Members representing 12.2% of the .uk registry’s voting rights have put their names to a call for five of the company’s unelected directors, including CEO Russell Haworth, to be fired and replaced with two hand-picked alternatives.

The plan is to shake up the company by slashing wholesale .uk prices and donating more money to worthy “public benefit” causes.

Nominet has warned in response that such a move would be “highly disruptive to our work and our team”.

The campaign, which can be found at PublicBenefit.uk, was kicked off by the registrar Krystal Hosting, which has about 45,000 .uk domains under management.

Signatories want to call an Extraordinary General Meeting that would vote on kicking out Haworth, along with chair Mark Wood, registry managing director Eleanor Bradley and directors Benjamin Hill and Jane Tozer.

Four elected non-exec directors and two non-elected directors would remain.

A second resolution would replace these directors with former BBC Trust chair Sir Michael Lyons and former RIPE NCC managing director Axel Pawlik, who have both confirmed their interest in the positions. Lyons would be chair.

Only 5% of Nominet’s voting rights — calculated largely from how many domains each member manages — are needed to call an EGM. At 12.2%, the campaign has already succeeded in passing that threshold.
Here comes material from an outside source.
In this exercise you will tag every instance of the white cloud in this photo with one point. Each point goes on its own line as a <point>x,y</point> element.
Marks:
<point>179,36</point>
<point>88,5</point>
It would need 50%+1 of those attending the EGM to actually carry the resolutions.

The campaign claims that Nominet has gone downhill ever since Haworth was appoint five years ago.

It claims that the amount of money Nominet donates to “public benefit” causes has shrunk from £26 million ($35.5 million) in the preceding five years to £9.8 million in the five years since. That’s even while its wholesale prices for .uk domains increased 50% from £2.50 to £3.75 a year.

Director pay has gone up by 70% over the same period, it claims.

The registry also stands accused of frittering away money on acquisitions and pointless diversification into non-core businesses. Krystal founder Simon Blackler wrote:

This is not a VC-backed Silicon Valley startup that needs to take risks, make speculative acquisitions, “pivot” or worry about unnecessary diversifications. This is Nominet, the guardian of the .UK namespace and we’d like it back, please.

A second — and arguably more-important, if you’re a cynic — goal is to get the price of .uk domains to come down. This would reduce the carrying cost of portfolios held for resale by some Nominet members.

In response, Haworth has blogged that “an EGM and change of board at this time would be highly destabilising to Nominet and disrupt a range of fantastic programmes that are currently underway or planned”. He wrote:

I understand that there are frustrations and disagreements about how we run the business, and we are open to looking at those and making any adjustments that are in the interests of the company and the wider stakeholder community we serve. More on that to come.

The company has just approved a pricey multi-year investment in improving the registry infrastructure, he wrote.

The board has also approved a new Registry Advisory Council, which would be made up of members and have the ability to make recommendations on pricing, which could address concerns that Nominet has not been especially responsive to its members, he wrote.

Nominet came under fire last year when it unilaterally closed down the discussion forums on its web site, announcing and executing the move during its Annual General Meeting, saying posters had become “increasingly aggressive and hostile” towards Nominet staff.

At time of writing, 153 Nominet members, including four of the top 20 by .uk domain volume, have signed up to the campaign.

UPDATE: This article was updated 1248 UTC to correct the composition of the board and voting thresholds.